Prep 10 mins
Cook 40 mins
This recipe comes from Paula Deen's "Cooking with Paula Deen" magazine. I have not tried it yet but put here for safe keeping. She suggests this sandwich is served with a Bacon Horseradish Sauce ( Bacon Horseradish Sauce). Pork Tenderloin can be substituted for cost savings.
- 3⁄4 cup soy sauce
- 1⁄4 cup olive oil
- 3 tablespoons Worcestershire sauce
- 2 tablespoons fresh lemon juice
- 3 garlic cloves, minced
- 2 teaspoons ground black pepper
- 1 (4 1/2 lb) trimmed beef tenderloin
- 12 -15 onion rolls, split, buttered, and toasted
- In a large resealable plastic bag, combine soy sauce, oil, Worcestershire sauce, lemon juice, garlic, and pepper. Add tenderloin, seal bag, and refrigerate for at least 8 hours.
- Preheat oven to 425. Line a broiler pan with heavy-duty aluminum foil. Place rack on pan; spray with nonstick cooking spray.
- Drain tenderloin, discarding marinade. Place tenderloin on prepared pan. Bake for 40 to 45 minutes, or until a meat thermometer inserted in thickest portion reads 145. Let stand for 10 minutes before slicing.
- Spread desired amount of Bacon Horseradish Sauce over botttoms of buns. Top with desired amount of arugula. Top with sliced tenderloin. cover with bun tops. Serve immediately.

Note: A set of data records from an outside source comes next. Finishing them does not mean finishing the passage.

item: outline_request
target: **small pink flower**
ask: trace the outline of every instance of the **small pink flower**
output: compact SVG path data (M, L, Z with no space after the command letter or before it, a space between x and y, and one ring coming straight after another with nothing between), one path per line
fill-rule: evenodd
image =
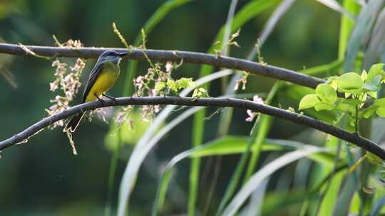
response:
M257 112L252 112L252 111L251 111L250 109L247 109L246 112L249 115L249 117L245 119L246 122L252 122L252 120L254 120L254 118L255 118L257 114Z
M263 99L257 94L254 95L254 97L252 97L252 101L257 104L263 104Z
M171 71L173 70L173 64L171 63L170 61L167 62L165 65L165 68L166 68L167 72L171 72Z
M258 95L255 94L252 97L252 101L257 104L263 104L263 99ZM246 118L246 122L252 122L254 120L254 118L257 117L259 114L259 112L253 112L251 109L246 110L246 112L249 115L247 118Z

This is not a review.....but rather a question. I copied this recipe down quickly when I was in a waiting room...I noticed that you have 3/4 cup soy sauce...I wrote down 1/4 cup soy sauce. Not sure if I made an error or if you did. I don't have the book to check which is the correct amount. The sandwiches look delicious!!